One could say Paul “Paco” Castillo was born to create. Though formally educated in geophysics, he found himself creating jewelry at the family trading post, an art he learned from his grandmother. When his mother suggested buying the neighboring historic adobe and joining it with her own El Rincon Bed and Breakfast, it was a eureka moment. That afternoon, Paco was measuring and imagining what could be done with the primitive, old building. Taos.
He embraced the creative aspect offered by the ancient adobe walls. His grandfather, Ralph Meyers, a well-known early artist, craftsman and builder who was also a close friend of Mabel Dodge Luhan and frequently attended her artistic and cultural soirées, had done much the same with the adjoining family property. From this rich legacy the idea of creating an inn that featured original art and authentic historical items from the area grew. Paco renamed the inn La Doña Luz for an ancestor, herself a gracious early 19th century Taos hostess.
Once I bought the building, I dove into what I thought would be a six-month remodeling project; 32 years later, I’m still at it! In the beginning, I was fortunate to work with a fine woodworker and Taos Pueblo natives that were expert in mud and adobe. Over time, I’ve learned a lot about the preservation and restoration of time-worn adobe walls. I’ve really embraced the creative aspect of being an innkeeper, the architecture and interior design, as well as the technical, engineering, plumbing, electrical, etc. The challenge and sense of accomplishment it brings are very rewarding.
My grandmother was a Taos historian and my mom, an artist. Our home was filled with art, color and history. Growing up in that environment gave me a strong visual memory of what ‘old Taos’ was like. I drew on this memory for inspiration and created themed rooms, sometimes built around a piece of art in my collection or something I bought from a gallery or a trader. That made it a lot of fun. I’d get what seemed like a crazy idea at the time and run with it! Jacuzzi bath in the Garden of Eden anyone?
I love history and enjoy sharing stories of ‘old Taos’ with my guests. It sometimes seems that every day, old friends return to my door. Having run the inn for over 32 years, I have many memorable guests. Among them are a couple that spend a week here every year before Christmas. On one of their first visits, they brought a Christmas cactus and left it in the common room where it has thrived. When it starts to bloom, it always reminds me that Ed and Patti will be here soon!
Why do I keep doing it? The inn draws a wonderful clientele! They come from all over the world and bring their stories with them, sometimes adding to my own. Being an innkeeper is like a window into a moment of people’s lives and I’ve been witness to the full range of the human experience; new love, weddings, birth, children and death. All the joy and some of the sorrow.

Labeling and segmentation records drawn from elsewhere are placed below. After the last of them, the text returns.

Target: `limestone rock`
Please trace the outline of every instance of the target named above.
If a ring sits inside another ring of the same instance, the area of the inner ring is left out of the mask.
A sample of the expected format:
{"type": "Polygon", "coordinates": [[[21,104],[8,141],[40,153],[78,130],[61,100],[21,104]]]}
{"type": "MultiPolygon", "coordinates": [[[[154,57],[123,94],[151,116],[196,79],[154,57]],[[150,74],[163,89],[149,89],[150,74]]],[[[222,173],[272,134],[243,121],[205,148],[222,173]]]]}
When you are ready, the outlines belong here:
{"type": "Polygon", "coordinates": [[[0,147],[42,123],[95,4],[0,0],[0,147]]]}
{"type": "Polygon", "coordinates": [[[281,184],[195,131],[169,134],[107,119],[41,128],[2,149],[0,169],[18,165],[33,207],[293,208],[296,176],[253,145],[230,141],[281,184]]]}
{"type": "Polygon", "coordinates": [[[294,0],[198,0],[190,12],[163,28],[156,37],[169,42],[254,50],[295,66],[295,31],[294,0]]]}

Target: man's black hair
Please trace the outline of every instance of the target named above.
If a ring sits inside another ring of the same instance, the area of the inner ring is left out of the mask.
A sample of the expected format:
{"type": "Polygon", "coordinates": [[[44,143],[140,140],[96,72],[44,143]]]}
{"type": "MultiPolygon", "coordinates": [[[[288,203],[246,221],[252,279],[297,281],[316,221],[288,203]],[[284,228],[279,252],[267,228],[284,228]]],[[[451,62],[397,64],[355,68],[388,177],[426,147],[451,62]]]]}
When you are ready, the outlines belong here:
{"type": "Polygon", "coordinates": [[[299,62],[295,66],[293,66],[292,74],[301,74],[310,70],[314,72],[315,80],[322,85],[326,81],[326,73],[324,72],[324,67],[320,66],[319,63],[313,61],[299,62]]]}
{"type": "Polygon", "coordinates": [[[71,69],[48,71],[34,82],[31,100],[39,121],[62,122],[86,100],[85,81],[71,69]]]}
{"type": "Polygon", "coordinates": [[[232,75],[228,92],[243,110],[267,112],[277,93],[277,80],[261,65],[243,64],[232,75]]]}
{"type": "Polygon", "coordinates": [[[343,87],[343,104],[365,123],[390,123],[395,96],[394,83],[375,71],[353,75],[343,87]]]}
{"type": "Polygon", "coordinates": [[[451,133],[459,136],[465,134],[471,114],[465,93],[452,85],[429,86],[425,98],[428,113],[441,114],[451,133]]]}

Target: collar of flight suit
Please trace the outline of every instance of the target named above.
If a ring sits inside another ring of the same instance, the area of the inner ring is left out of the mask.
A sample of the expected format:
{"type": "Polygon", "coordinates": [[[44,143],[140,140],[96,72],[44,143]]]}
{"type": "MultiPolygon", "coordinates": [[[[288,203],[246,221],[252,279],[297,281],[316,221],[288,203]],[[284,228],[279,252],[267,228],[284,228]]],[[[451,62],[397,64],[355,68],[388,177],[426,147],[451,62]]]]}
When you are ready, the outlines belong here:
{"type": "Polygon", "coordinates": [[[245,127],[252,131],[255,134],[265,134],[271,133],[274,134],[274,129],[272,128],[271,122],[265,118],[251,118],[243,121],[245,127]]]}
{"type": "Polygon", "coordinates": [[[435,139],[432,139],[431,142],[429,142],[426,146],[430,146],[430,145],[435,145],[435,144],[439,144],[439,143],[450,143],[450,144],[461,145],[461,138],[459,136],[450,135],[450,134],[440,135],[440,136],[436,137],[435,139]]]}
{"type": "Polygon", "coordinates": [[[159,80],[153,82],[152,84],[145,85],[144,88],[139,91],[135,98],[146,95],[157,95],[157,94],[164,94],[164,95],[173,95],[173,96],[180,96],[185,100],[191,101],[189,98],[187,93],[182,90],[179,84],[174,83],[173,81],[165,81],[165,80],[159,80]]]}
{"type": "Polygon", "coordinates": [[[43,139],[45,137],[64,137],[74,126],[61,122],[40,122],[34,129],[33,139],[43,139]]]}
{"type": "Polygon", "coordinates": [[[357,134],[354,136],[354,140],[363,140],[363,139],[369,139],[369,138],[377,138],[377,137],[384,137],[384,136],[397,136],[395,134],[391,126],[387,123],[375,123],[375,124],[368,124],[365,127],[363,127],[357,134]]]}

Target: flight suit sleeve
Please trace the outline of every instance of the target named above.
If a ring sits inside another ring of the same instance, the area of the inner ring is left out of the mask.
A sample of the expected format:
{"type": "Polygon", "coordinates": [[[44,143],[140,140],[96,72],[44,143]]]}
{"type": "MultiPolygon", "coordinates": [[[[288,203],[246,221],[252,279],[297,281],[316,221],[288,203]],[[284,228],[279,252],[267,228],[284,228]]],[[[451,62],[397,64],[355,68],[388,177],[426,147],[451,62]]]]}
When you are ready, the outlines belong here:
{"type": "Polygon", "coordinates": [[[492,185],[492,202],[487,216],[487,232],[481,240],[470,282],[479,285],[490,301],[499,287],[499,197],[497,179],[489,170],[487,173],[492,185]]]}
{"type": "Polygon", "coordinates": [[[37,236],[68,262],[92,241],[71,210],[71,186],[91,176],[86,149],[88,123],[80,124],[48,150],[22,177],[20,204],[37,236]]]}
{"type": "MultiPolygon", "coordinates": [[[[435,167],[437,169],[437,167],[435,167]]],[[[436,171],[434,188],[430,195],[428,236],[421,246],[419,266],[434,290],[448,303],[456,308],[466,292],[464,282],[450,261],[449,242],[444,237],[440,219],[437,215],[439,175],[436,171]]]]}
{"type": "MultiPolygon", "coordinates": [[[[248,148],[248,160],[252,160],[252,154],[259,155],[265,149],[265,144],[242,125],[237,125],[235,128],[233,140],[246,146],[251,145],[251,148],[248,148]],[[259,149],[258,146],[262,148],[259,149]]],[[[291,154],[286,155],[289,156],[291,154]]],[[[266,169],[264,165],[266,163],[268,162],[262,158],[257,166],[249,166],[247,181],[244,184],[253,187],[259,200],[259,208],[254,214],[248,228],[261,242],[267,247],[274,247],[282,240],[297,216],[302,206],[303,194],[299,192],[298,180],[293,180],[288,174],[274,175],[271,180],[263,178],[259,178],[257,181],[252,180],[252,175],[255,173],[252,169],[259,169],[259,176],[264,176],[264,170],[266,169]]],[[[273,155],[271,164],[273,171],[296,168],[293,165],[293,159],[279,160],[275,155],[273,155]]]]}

Sometimes my guests bring amazing coincidences with them. A couple of years ago I was researching ancient Puebloan civilization and bought a rare book online. Within minutes, I had an email from the seller that read, “Hi Paco! I’ll send the book as soon as I get home.” Amazingly, she was one of my long-time guests that was staying at the inn just 50 feet away from me! What are the odds?
One of the biggest challenges I’ve faced was becoming a full-time, single dad to my two and four-year-old boys. Remodeling and running the inn while caring for kids in diapers was a bit overwhelming. My sons are now at college. Now that I’m an empty-nester, I’m focusing more on finishing projects and polishing this little jewel of an inn
I’m a young 60 years old, and God willing, I expect to carry on for a long time. On my 60th birthday this year, as I reflected on my life and my work, I had the disturbing realization that I may not have enough time to finish all my projects. I’ve been chipping away at the someday wonderful Moon Dancer Suite for 11 years now! To be fair, I have remodeled the entire inn around it, but still, that’s a long time! Hopefully when I awaken on my 70th birthday, I’ll be reflecting on how wonderful everything turned out.